Kommt der Unternehmer seinen Nachweispflichten gemäß § 6a Abs. 3 UStG, §§ 17a, „17c UStDV nicht nach, ist grundsätzlich davon auszugehen, dass die Voraussetzungen einer innergemeinschaftlichen Lieferung nicht erfüllt sind.
Etwas anderes gilt ausnahmsweise dann, wenn zweifelsfrei feststeht, dass die Voraussetzungen der Steuerfreiheit erfüllt sind.
BFH 22.7.15, V R 23/14
Sachverhalt
Ein deutscher Kfz-Händler (D) verkaufte in den Streitjahren 2007 und 2008 Fahrzeuge steuerfrei innergemeinschaftlich an einen spanischen Autohändler (ES). In den Verbringenserklärungen bestätigte ES, das „… Fahrzeug wird am … von mir in das Zielland Spanien verbracht“.
FA und FG hielten die Verbringenserklärungen für nicht ausreichend, weil der Bestimmungsort nicht genannt sei und nicht ohne Weiteres mit der Unternehmensanschrift des ES gleichgesetzt werden könne.
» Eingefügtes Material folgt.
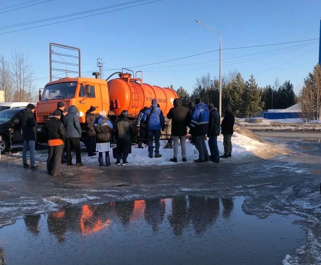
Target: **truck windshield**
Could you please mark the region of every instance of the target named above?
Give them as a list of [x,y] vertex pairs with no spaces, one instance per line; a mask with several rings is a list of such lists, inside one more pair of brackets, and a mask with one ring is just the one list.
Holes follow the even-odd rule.
[[10,108],[10,107],[4,107],[3,106],[0,106],[0,111],[4,110],[8,110]]
[[45,87],[41,101],[73,98],[77,86],[77,82],[65,82],[47,85]]

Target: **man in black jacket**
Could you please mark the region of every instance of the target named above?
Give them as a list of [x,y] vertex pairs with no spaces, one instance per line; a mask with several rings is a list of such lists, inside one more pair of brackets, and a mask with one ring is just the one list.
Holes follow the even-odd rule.
[[86,113],[86,124],[87,126],[87,136],[88,138],[86,141],[86,148],[88,153],[88,156],[93,156],[96,155],[94,153],[96,148],[96,132],[94,128],[94,122],[96,118],[95,111],[96,108],[91,106],[90,108]]
[[29,104],[22,111],[20,118],[20,124],[22,129],[23,139],[23,147],[22,149],[22,160],[23,168],[27,168],[30,166],[27,162],[27,152],[29,147],[30,155],[30,165],[31,169],[39,169],[41,167],[35,164],[35,146],[37,137],[37,123],[35,119],[33,113],[36,108],[33,104]]
[[232,111],[232,106],[229,103],[224,107],[225,115],[221,125],[221,133],[223,135],[224,154],[220,157],[227,158],[232,156],[232,141],[231,138],[234,131],[235,115]]
[[[62,101],[59,101],[57,103],[57,108],[55,110],[58,110],[60,113],[60,121],[63,122],[64,120],[64,117],[65,117],[65,114],[64,114],[64,111],[66,109],[65,107],[65,103]],[[68,112],[68,111],[67,111]],[[66,114],[66,113],[65,113]],[[63,148],[62,153],[61,154],[61,163],[66,163],[67,160],[65,159],[65,152],[64,151],[64,148]]]
[[72,166],[72,158],[71,156],[71,146],[74,146],[76,152],[76,164],[82,166],[80,148],[80,137],[81,137],[81,128],[78,120],[78,109],[74,105],[69,107],[68,114],[64,118],[64,125],[66,128],[66,138],[65,142],[67,150],[67,165]]
[[64,119],[64,110],[65,109],[65,103],[62,101],[59,101],[57,103],[57,108],[56,110],[58,110],[60,113],[60,121],[62,121]]
[[48,138],[48,159],[47,171],[53,177],[60,176],[60,167],[63,141],[66,138],[66,130],[60,121],[61,113],[56,110],[53,118],[45,123],[45,131]]
[[213,104],[208,105],[210,111],[210,118],[208,123],[208,146],[210,147],[211,155],[210,159],[215,163],[220,163],[220,154],[217,146],[217,137],[220,135],[221,128],[221,117],[217,112],[217,109],[214,108]]
[[182,149],[182,158],[183,162],[186,162],[186,147],[185,142],[186,140],[187,131],[186,126],[189,124],[190,118],[188,109],[181,106],[179,99],[175,99],[173,102],[174,105],[169,110],[166,117],[169,119],[171,119],[171,133],[174,142],[174,157],[170,159],[172,162],[177,162],[178,155],[178,140],[180,142]]
[[123,110],[120,117],[117,119],[115,128],[115,139],[117,141],[115,164],[120,165],[120,160],[123,160],[123,165],[128,164],[127,161],[129,154],[132,153],[132,142],[134,139],[134,130],[132,122],[127,119],[128,111]]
Zwar könne sich die erforderliche Angabe des Bestimmungsorts im Einzelfall unter Berücksichtigung aller Umstände auch aus der Rechnungsanschrift des Abnehmers ergeben. Dies gelte jedoch im Grundsatz nur, wenn davon auszugehen sei, dass der Gegenstand der Lieferung auch zum Unternehmenssitz des Abnehmers versendet oder befördert werde.
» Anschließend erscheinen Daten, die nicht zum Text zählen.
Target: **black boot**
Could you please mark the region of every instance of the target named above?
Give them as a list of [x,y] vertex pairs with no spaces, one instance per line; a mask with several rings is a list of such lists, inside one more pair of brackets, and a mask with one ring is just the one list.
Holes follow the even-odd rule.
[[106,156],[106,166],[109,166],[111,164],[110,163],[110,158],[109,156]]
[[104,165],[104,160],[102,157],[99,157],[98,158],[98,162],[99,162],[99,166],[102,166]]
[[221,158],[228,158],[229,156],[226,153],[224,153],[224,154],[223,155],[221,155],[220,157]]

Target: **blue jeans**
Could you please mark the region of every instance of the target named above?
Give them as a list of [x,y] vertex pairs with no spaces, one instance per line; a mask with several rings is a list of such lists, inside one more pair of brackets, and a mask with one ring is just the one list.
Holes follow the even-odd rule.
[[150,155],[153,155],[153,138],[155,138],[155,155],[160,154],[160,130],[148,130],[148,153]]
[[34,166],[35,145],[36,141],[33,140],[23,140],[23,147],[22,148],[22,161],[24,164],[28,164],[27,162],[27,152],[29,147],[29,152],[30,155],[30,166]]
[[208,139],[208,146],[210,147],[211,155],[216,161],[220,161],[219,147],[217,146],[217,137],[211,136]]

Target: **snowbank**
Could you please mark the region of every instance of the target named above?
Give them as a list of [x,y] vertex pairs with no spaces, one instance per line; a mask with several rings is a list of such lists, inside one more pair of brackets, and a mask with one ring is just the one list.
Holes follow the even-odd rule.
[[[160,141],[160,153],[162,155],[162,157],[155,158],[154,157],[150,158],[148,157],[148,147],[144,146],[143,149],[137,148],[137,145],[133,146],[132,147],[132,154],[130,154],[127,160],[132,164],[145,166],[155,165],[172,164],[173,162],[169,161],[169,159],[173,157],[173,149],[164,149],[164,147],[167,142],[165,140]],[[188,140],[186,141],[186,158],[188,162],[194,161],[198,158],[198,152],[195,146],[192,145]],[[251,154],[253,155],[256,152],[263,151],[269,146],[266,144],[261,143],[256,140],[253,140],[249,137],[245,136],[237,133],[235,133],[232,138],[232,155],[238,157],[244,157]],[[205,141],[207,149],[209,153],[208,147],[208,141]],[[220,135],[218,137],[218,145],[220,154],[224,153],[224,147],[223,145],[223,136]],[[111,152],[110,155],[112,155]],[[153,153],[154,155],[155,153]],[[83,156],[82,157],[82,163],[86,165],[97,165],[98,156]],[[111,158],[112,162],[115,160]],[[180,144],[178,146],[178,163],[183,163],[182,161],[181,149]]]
An welchen Ort die streitgegenständlichen Fahrzeuge tatsächlich verbracht worden seien, sei im Streitfall jedoch völlig unklar. Daher stehe auch nicht objektiv zweifelsfrei fest, dass die Voraussetzungen der Steuerfreiheit erfüllt seien.
Entscheidung
Der BFH teilte die Auffassungen von Vorinstanz und FA. Der Unternehmer hat die Voraussetzungen des § 6a Abs. 1 UStG unter Berücksichtigung der von den Mitgliedstaaten festgelegten Bedingungen (Art. 131 MwStSystRL) nachzuweisen.
Dazu gehörte in den Streitjahren u.a. ein handelsüblicher Beleg, aus dem sich der Bestimmungsort ergibt (§ 17a Abs. 2 Nr. 2, § 17c Abs. 2 Nr. 9 UStDV).
Dieser Belegnachweis wurde nicht erbracht. Zwar kann sich die erforderliche Angabe des Bestimmungsorts unter Berücksichtigung aller Umstände im Einzelfall aus der Rechnungsanschrift des Abnehmers ergeben. Das gilt jedoch nur dann, wenn davon auszugehen ist, dass der Gegenstand der Lieferung auch zum Unternehmenssitz des Abnehmers versendet oder befördert wird. Das ist hier nicht der Fall. Der Verbleib der streitgegenständlichen Fahrzeuge ist vielmehr „völlig unklar“ (Rz. 42 des Besprechungsurteils).
Praxishinweis
Der BFH ist insoweit an die Feststellungen des FG gebunden (§ 118 Abs. 2 FGO). Hinweise zur Aufklärung des Sachverhalts müssen damit spätestens im FG-Verfahren vorgetragen werden.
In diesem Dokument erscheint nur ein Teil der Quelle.